Dancing between the jittery streets of New York and the languid rhythms of Jamaica, Patsy is the story of what it means to be a mother, a daughter, a woman and, ultimately, a survivor. A passionate, moving and fiercely urgent novel tracing threads of love that stretch across years and oceans.
It has taken me an obscene amount of time and belly aching to get to this review and I can only attribute it to being lazy af. Patsy on the other hand has a different set of problems.
Nicole Dennis-Benn in her second novel takes us through the stories of mother and daughter duo, Patsy and Tru, following the decision by mom to leave her daughter in the pursuit of love and greener pastures.
Spoiler Alert: There is no green in the other pasture.
This will come as no surprise to any one who enjoyed Here Comes The Sun. Nicole Dennis-Benn has a way of spinning painfully bleak stories that you can’t seem to stop reading.
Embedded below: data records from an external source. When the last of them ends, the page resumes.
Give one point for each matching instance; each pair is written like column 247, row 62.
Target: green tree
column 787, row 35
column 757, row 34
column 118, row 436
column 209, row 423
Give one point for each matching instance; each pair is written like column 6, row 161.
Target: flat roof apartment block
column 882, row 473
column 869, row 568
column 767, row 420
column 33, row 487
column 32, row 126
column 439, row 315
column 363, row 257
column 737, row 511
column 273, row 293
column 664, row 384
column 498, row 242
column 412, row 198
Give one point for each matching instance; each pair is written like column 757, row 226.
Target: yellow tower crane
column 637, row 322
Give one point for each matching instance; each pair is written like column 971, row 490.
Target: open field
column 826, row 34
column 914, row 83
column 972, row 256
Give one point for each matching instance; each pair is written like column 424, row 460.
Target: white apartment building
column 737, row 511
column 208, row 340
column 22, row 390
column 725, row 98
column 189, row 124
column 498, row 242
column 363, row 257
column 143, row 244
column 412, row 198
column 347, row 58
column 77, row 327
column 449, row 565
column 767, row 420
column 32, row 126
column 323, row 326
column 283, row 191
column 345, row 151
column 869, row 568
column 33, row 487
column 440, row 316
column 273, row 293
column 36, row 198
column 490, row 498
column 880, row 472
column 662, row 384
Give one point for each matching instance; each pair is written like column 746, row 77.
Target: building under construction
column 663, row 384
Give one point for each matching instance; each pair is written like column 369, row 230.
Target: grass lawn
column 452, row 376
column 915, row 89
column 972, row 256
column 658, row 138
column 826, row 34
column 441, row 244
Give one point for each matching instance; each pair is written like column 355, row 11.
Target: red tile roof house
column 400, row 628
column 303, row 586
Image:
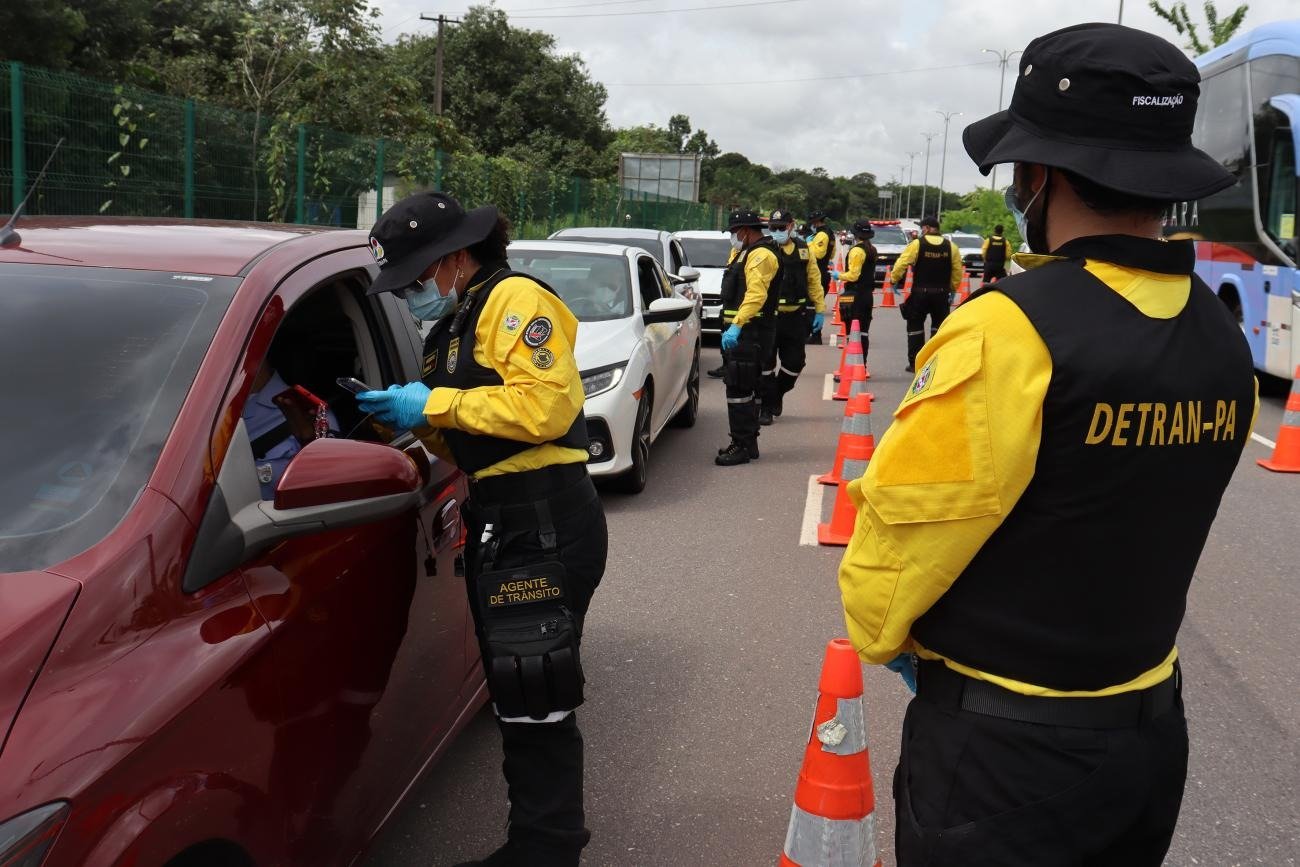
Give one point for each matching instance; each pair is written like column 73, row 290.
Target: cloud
column 758, row 53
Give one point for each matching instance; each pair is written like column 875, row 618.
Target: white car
column 707, row 252
column 637, row 347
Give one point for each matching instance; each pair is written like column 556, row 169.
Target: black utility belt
column 939, row 684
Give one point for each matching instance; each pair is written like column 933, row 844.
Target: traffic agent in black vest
column 798, row 289
column 502, row 399
column 1032, row 520
column 750, row 298
column 936, row 273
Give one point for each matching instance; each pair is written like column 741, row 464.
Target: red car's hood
column 33, row 610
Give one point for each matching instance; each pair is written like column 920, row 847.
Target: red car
column 191, row 675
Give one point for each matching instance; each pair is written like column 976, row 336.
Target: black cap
column 742, row 219
column 780, row 219
column 417, row 232
column 1109, row 103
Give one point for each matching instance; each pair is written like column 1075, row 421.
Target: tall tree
column 1220, row 29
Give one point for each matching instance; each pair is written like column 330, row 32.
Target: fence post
column 20, row 146
column 300, row 216
column 189, row 159
column 378, row 180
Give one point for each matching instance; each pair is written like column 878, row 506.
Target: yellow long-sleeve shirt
column 814, row 278
column 909, row 258
column 533, row 404
column 928, row 502
column 761, row 268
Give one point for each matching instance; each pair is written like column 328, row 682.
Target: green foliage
column 1220, row 29
column 980, row 211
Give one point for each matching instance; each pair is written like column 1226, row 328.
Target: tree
column 1220, row 30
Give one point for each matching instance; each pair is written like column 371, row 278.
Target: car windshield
column 650, row 245
column 889, row 235
column 594, row 286
column 707, row 252
column 99, row 363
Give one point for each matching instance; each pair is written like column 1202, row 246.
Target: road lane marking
column 1264, row 441
column 811, row 512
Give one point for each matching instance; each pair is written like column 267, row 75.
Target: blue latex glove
column 905, row 666
column 731, row 337
column 401, row 407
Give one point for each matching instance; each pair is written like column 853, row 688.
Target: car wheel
column 633, row 481
column 688, row 414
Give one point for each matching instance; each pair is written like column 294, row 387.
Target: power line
column 796, row 81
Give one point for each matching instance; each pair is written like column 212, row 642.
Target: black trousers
column 785, row 359
column 544, row 761
column 741, row 377
column 859, row 310
column 975, row 790
column 922, row 303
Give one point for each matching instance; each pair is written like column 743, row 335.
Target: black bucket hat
column 1109, row 103
column 745, row 219
column 417, row 232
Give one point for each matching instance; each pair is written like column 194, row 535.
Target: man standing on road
column 996, row 252
column 859, row 281
column 1030, row 524
column 798, row 287
column 823, row 250
column 749, row 306
column 936, row 273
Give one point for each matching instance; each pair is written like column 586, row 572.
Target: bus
column 1248, row 118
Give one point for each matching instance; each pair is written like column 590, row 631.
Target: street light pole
column 943, row 163
column 924, row 182
column 911, row 157
column 1002, row 59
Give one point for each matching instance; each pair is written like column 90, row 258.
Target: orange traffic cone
column 1286, row 455
column 856, row 437
column 833, row 818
However, where Here Comes The Sun was crisp, snarky and derpressing, Patsy was slow and just depressing.
I found Tru’s coming of age to be fascinating in itself and I would have read a book with just her in it with no problem. Maybe I just detest Patsy, which is a good thing for NDB, right? She brought a self possessed, childish, insensitive and insufferable character to life beautifully.
Of course, as in HCTS, the characters are what makes Patsy tick. Every single one has a purpose and depth that I imagine is difficult to pull off and as this is a story of love, family, betrayal, prejudices and more, being able to empathize with the people makes it much more valuable.
Read it. It’s a long one and slow in places but as a whole is definitely worth your time and space in your mind.